Comme nous l’avons signalé précédemment, comme le ciment Portland d’aujourd’hui (un ingrédient de base du béton moderne), le béton romain antique était essentiellement un mélange d’un mortier semi-liquide et d’un agrégat. Le ciment Portland est généralement fabriqué en chauffant du calcaire et de l’argile (ainsi que du grès, de la cendre, de la craie et du fer) dans un four. Le clinker résultant est ensuite broyé en une poudre fine, avec juste une touche de gypse ajouté, pour mieux obtenir une surface lisse et plane. Mais l’agrégat utilisé pour fabriquer le béton romain était composé de morceaux de pierre ou de briques de la taille d’un poing.

Dans son traité De l’architecture (vers 30 CE), l’architecte et ingénieur romain Vitruve a écrit sur la façon de construire des murs en béton pour des structures funéraires qui pourraient durer longtemps sans tomber en ruines. Il a recommandé que les murs aient au moins deux pieds d’épaisseur, faits soit de « pierre rouge équarrie, soit de brique ou de lave posée en assises ». L’agrégat de brique ou de roche volcanique doit être lié avec un mortier composé de chaux hydratée et de fragments poreux de verre et de cristaux d’éruptions volcaniques (connus sous le nom de téphra volcanique).

Admir Masic, ingénieur en environnement au MIT, a étudié le béton romain antique pendant plusieurs années. Par exemple, en 2019, Masic et deux collègues (Janille Maragh du MIT et James Weaver de Harvard) ont lancé un nouvel ensemble d’outils pour analyser des échantillons de béton romains de Privernum à plusieurs échelles de longueur, notamment la spectroscopie Raman pour le profilage chimique et la dispersion d’énergie multi-détecteurs. spectroscopie (EDS) pour la cartographie de phase du matériau.

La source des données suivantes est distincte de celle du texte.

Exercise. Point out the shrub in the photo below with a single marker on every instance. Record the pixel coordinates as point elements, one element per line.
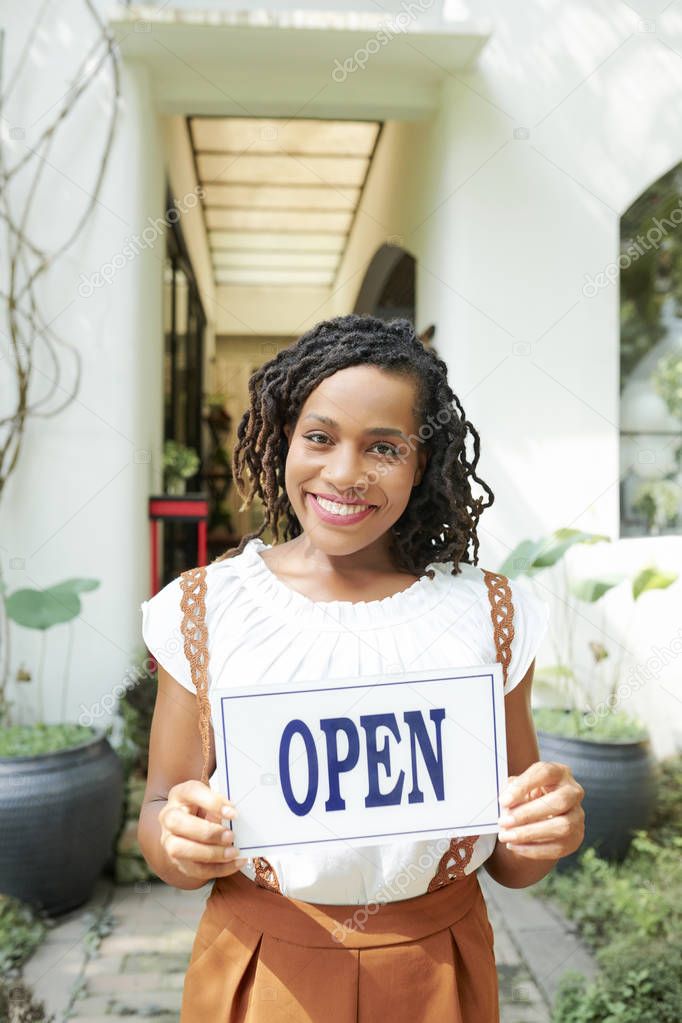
<point>17,1005</point>
<point>639,983</point>
<point>21,930</point>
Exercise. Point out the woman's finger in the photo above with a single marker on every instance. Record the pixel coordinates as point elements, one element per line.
<point>179,821</point>
<point>553,803</point>
<point>542,774</point>
<point>182,848</point>
<point>194,795</point>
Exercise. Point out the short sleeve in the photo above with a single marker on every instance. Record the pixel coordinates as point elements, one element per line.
<point>162,618</point>
<point>531,621</point>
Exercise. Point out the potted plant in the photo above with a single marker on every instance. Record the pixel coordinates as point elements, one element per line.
<point>658,501</point>
<point>180,462</point>
<point>61,784</point>
<point>585,725</point>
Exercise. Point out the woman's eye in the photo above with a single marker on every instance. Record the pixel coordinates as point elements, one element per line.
<point>392,450</point>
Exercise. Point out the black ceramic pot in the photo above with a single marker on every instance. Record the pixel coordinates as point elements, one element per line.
<point>619,779</point>
<point>59,813</point>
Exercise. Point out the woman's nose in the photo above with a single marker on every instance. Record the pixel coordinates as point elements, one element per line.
<point>344,470</point>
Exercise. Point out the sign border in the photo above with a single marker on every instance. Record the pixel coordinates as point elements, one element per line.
<point>382,680</point>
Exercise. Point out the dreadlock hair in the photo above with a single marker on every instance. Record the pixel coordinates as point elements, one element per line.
<point>442,516</point>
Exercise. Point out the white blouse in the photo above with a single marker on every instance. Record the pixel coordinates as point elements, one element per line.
<point>262,631</point>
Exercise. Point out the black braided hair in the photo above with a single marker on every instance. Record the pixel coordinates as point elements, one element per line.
<point>442,516</point>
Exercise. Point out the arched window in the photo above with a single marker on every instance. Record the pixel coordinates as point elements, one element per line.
<point>650,265</point>
<point>388,290</point>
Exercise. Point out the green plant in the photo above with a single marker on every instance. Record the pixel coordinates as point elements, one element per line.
<point>658,500</point>
<point>21,930</point>
<point>18,1006</point>
<point>638,984</point>
<point>26,741</point>
<point>562,679</point>
<point>179,461</point>
<point>667,380</point>
<point>42,610</point>
<point>630,914</point>
<point>615,726</point>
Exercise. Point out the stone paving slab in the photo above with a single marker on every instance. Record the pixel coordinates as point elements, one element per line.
<point>138,971</point>
<point>546,940</point>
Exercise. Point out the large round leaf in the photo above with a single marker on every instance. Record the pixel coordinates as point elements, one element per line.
<point>41,609</point>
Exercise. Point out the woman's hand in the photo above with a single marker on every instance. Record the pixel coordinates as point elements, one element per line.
<point>194,840</point>
<point>542,816</point>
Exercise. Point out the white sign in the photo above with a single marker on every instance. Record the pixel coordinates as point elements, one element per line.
<point>362,761</point>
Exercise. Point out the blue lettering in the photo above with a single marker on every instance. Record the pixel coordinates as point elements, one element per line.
<point>370,722</point>
<point>433,760</point>
<point>331,726</point>
<point>297,726</point>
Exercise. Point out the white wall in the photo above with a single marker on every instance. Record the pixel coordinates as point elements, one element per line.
<point>77,503</point>
<point>508,198</point>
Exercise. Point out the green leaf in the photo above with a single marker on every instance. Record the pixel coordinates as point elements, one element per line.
<point>521,558</point>
<point>592,590</point>
<point>36,609</point>
<point>651,578</point>
<point>564,539</point>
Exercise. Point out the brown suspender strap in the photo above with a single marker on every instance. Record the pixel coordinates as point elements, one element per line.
<point>195,636</point>
<point>502,614</point>
<point>458,855</point>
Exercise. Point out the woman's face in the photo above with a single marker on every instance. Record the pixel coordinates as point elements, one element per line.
<point>355,446</point>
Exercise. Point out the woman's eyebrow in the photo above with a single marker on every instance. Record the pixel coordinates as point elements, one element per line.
<point>371,430</point>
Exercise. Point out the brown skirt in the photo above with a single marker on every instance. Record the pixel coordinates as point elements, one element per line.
<point>260,957</point>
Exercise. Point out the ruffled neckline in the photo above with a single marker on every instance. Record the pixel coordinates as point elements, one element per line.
<point>266,588</point>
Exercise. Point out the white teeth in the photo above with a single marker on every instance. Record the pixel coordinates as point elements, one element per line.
<point>339,509</point>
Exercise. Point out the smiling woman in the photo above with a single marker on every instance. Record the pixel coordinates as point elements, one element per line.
<point>359,412</point>
<point>356,445</point>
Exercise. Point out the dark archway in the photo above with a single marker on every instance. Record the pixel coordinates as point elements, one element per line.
<point>389,287</point>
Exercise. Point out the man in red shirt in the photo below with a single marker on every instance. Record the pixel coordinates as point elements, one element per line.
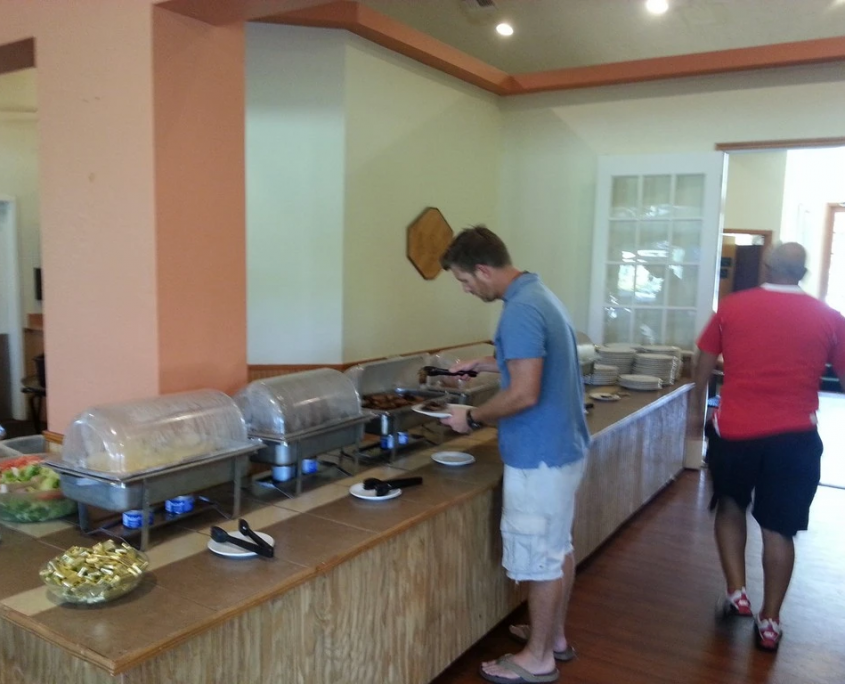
<point>775,341</point>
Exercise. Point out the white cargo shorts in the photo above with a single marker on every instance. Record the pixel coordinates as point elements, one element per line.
<point>538,508</point>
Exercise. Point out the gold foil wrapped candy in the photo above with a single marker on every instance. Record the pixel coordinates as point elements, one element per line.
<point>94,575</point>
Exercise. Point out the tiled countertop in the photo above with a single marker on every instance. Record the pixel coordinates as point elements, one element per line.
<point>189,589</point>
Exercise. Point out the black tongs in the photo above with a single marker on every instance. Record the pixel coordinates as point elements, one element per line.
<point>434,370</point>
<point>383,487</point>
<point>257,545</point>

Masic était également co-auteur d’une étude de 2021 analysant des échantillons de l’ancien béton utilisé pour construire un mausolée vieux de 2000 ans le long de la voie Appienne à Rome, connu sous le nom de tombeau de Caecilia Metella, une femme noble qui a vécu au premier siècle de notre ère. . Il est largement considéré comme l’un des monuments les mieux conservés de la voie Appienne. Ils ont utilisé la source de lumière avancée pour identifier les nombreux minéraux différents contenus dans les échantillons et leur orientation, ainsi que la microscopie électronique à balayage.

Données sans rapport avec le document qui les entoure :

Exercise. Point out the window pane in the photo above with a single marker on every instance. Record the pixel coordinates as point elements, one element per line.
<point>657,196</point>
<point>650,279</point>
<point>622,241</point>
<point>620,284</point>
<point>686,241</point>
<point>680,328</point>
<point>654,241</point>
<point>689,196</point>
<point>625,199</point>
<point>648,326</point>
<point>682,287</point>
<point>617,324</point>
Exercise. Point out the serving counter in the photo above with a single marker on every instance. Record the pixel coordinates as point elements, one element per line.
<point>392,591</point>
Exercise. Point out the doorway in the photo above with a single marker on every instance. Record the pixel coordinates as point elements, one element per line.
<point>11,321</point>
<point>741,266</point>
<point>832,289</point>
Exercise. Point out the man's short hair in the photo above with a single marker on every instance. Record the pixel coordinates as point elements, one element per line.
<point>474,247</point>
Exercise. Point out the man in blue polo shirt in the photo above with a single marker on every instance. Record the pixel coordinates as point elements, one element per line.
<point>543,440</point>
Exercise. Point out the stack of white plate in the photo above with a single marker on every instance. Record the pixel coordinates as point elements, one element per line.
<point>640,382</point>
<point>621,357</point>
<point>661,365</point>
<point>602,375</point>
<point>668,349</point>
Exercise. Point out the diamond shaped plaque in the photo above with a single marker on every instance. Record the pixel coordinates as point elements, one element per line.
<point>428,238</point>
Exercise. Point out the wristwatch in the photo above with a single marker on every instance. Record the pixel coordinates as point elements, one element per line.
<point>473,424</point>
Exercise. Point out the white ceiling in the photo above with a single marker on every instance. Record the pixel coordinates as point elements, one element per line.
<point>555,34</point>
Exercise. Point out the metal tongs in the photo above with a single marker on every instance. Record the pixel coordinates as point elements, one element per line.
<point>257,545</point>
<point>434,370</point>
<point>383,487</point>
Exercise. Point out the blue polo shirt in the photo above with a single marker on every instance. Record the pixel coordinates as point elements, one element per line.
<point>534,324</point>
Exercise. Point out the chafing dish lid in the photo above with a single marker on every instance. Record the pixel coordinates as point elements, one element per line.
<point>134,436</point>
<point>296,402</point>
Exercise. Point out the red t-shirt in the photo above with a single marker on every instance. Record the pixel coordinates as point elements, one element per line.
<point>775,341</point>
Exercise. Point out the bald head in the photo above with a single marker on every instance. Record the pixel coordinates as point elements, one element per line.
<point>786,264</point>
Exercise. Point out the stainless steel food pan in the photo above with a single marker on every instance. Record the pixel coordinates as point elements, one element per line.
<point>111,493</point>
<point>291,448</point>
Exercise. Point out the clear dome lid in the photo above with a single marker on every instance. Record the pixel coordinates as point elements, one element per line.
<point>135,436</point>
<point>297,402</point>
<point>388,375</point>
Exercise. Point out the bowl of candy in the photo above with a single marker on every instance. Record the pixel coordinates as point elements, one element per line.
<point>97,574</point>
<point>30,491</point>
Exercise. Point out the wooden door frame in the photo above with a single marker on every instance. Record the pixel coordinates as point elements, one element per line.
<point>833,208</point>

Ils ont découvert que le mortier de la tombe ressemblait aux murs des Halles de Trajan : du téphra volcanique de la coulée pyroclastique de Pozzolane Rosse, liant ensemble de gros morceaux de brique et d’agrégats de lave. Cependant, le téphra utilisé dans le mortier de la tombe contenait beaucoup plus de leucite riche en potassium. Le potassium du mortier se dissout à son tour et reconfigure efficacement la phase liante. Certaines parties sont restées intactes après plus de 2 000 ans, tandis que d’autres semblaient plus vaporeuses et montraient des signes de division. En fait, la structure ressemblait quelque peu à des nanocristaux. Ainsi, les zones interfaciales évoluent constamment par remodelage à long terme, renforçant ces zones interfaciales.

Microscopie Raman sur béton romain dans le laboratoire d'Admir Masic.
Agrandir / Microscopie Raman sur béton romain dans le laboratoire d’Admir Masic.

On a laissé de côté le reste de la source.